Ces journées n'en finissaient plus, et Bianca avait perdu beaucoup de force sous l'atrocité de ce changement. Son état était, plus vite qu'il ne le devait, devenu critique.

On avait eu beau lui répéter que c'était un passage normal, Charlotte ne parvenait à supporter l'image de sa fille mourante. Plus jamais elle n'était revenue la voir.



Un matin, alors que le soleil peinait à traverser la fenêtre de la chambre, un des clones vêtu d'une cape entra en trombe.

Alerté, et surpris, Abzal se retourna, dévoilant un visage marqué, pâli, et une barbe peu entretenue.


« Monseigneur, souffla l'homme à bout de souffle.

Abzal haussa un sourcil interrogateur.

-Votre épouse, reprit-il, toussotant. Elle a disparu. »

Ses yeux noisettes s'écarquillant, Abzal se leva à la hâte, un flot d'émotions diverses semblant l'envahir. Il serra les poings, et seule la respiration saccadée de Bianca résonnait dans la pièce.

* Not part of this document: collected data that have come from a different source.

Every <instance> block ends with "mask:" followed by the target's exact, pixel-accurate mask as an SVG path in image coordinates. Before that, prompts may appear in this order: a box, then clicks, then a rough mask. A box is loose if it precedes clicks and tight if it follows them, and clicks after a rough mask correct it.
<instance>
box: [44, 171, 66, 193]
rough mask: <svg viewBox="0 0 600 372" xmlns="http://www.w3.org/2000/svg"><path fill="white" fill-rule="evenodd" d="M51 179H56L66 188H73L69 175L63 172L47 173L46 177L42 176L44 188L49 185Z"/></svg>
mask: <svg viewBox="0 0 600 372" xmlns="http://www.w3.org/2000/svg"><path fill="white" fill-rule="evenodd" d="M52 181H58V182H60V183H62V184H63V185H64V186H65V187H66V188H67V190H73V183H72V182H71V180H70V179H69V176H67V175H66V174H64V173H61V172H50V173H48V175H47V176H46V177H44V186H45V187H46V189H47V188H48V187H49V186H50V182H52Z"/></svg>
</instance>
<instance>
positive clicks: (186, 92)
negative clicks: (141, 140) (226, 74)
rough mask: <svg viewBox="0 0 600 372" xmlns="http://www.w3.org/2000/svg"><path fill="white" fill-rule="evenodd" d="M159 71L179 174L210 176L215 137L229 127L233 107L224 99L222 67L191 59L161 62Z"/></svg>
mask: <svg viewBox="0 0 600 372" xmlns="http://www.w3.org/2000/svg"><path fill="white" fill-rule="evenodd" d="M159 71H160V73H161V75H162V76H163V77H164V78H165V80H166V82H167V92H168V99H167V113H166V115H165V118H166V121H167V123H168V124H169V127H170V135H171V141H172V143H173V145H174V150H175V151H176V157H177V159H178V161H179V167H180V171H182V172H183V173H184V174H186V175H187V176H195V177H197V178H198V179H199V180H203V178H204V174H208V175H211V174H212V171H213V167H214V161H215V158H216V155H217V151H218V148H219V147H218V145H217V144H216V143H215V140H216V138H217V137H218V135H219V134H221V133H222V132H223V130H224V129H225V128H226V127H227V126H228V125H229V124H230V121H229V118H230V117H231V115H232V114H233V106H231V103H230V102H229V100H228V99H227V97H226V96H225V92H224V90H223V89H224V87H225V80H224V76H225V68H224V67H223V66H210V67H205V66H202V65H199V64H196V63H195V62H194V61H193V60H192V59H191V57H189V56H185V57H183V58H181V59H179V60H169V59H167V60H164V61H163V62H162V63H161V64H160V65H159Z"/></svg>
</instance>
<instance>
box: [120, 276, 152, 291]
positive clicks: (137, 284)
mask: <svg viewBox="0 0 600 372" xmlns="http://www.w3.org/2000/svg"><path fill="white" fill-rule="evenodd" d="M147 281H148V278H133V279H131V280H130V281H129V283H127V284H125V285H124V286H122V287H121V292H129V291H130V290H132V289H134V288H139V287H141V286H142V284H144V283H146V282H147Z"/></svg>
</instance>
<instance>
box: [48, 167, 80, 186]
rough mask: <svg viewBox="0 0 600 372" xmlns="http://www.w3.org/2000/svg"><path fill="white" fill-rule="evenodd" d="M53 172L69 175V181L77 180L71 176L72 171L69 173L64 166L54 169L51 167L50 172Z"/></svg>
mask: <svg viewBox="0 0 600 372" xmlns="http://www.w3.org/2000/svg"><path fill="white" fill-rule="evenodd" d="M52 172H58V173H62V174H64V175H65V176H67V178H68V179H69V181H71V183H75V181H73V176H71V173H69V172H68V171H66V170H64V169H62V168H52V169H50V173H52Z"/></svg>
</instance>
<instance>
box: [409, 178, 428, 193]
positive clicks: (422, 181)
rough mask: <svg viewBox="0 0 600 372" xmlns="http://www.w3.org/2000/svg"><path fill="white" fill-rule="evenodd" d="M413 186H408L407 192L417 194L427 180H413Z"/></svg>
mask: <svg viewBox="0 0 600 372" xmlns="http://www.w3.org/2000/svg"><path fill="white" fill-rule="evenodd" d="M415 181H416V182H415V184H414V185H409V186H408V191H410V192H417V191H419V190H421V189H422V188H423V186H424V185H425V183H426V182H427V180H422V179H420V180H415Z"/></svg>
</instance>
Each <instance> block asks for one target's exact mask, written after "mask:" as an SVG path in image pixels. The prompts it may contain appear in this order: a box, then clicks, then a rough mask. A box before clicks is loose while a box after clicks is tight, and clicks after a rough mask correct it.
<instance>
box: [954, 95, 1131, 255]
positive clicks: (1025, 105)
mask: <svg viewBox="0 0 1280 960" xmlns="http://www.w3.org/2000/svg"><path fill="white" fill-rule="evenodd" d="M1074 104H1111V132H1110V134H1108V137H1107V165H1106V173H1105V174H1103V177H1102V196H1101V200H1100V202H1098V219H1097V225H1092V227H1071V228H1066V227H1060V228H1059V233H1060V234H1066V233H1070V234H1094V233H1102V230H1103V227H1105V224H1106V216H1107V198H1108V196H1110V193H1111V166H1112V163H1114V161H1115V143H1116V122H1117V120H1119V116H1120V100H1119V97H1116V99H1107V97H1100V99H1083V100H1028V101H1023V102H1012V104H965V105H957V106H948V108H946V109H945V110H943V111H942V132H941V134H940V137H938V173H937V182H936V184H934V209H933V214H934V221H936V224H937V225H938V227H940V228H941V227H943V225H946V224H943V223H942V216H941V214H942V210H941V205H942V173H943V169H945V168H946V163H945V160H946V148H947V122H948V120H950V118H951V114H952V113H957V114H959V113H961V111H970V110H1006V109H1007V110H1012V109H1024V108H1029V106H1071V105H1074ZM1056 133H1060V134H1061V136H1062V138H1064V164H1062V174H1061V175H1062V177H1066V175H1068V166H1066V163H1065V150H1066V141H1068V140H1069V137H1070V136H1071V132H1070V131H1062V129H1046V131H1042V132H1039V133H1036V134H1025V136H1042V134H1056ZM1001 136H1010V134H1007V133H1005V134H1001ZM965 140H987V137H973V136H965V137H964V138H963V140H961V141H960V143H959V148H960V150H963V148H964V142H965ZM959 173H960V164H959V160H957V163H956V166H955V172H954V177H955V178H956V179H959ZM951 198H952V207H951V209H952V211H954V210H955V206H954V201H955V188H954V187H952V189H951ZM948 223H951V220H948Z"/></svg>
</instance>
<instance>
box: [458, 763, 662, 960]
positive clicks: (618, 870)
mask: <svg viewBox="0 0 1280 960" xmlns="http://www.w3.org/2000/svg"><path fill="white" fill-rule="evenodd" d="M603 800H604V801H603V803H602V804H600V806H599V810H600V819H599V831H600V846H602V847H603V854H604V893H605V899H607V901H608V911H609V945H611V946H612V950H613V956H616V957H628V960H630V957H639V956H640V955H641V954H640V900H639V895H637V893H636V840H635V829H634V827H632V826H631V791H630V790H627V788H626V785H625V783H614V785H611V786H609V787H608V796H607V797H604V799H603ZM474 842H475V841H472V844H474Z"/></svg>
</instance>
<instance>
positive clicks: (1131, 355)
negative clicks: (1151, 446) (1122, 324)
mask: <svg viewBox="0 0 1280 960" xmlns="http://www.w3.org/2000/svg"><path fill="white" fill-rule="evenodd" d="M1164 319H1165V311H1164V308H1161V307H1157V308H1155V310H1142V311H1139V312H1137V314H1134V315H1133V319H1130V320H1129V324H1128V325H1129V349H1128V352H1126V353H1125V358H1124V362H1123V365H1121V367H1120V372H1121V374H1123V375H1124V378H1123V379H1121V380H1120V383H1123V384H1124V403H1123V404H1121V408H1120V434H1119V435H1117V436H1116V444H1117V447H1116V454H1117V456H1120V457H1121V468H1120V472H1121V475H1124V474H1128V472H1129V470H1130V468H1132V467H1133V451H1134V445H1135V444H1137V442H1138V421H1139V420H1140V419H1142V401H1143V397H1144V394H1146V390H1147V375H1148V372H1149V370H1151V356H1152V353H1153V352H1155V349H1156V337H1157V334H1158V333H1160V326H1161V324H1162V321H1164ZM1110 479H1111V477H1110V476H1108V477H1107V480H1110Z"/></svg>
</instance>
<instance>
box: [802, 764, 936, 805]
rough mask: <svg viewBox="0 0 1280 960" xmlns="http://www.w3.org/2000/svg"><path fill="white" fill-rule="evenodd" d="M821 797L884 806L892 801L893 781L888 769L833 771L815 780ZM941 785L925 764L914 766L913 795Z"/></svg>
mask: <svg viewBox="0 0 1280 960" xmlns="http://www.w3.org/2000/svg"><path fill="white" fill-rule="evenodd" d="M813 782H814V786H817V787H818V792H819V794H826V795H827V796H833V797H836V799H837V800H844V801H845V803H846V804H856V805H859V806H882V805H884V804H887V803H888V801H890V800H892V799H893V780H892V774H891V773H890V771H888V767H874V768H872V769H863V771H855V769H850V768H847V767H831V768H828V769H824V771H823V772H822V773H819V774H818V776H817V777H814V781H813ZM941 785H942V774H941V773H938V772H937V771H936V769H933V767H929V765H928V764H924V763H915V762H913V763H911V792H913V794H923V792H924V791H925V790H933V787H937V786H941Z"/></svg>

Puis, comme s'il reprenait le contrôle, Abzal afficha une expression calme, et se rassit.


« Elle n'a pas réellement disparu, n'est-ce pas, interrogea-t-il froidement ?

L'homme de pourpre se rassit en douceur.

-Non, Monseigneur, articula-t-il. Il semblerait qu'elle se soit enfuie.

Un rictus désagréable passa sur le visage d'Abzal, tandis qu'il croisait sa jambe droite sur la gauche.

-Comment ?

-Nous n'avons retrouvé aucune trace de fuite, ou de lutte, expliqua l'homme. Les gardes n'ont pas quitté leur poste, et aucune porte ou fenêtre n'a été déverrouillée.

Abzal hocha lentement la tête.

-Quelle est votre théorie, V ?

Le dénommé V laissa échapper une grimace sur son visage à peine visible.

-Nous pensons qu'un des serviteurs lui a procuré un tube de téléportation.

Un long soupir passa dans la poitrine d'Abzal.

-Convoquez tous les serviteurs qui ont eu contact avec mon épouse, ordonna-t-il avec colère. Faites les interroger par les bourreaux. L'un d'eux finira forcément par craquer. Une fois fait, prenez soin de dissimuler le corps.

V acquiesça.

-Et concernant votre épouse...

-N'envoyez personne à sa recherche, aboya Abzal. J'ai mes raisons. »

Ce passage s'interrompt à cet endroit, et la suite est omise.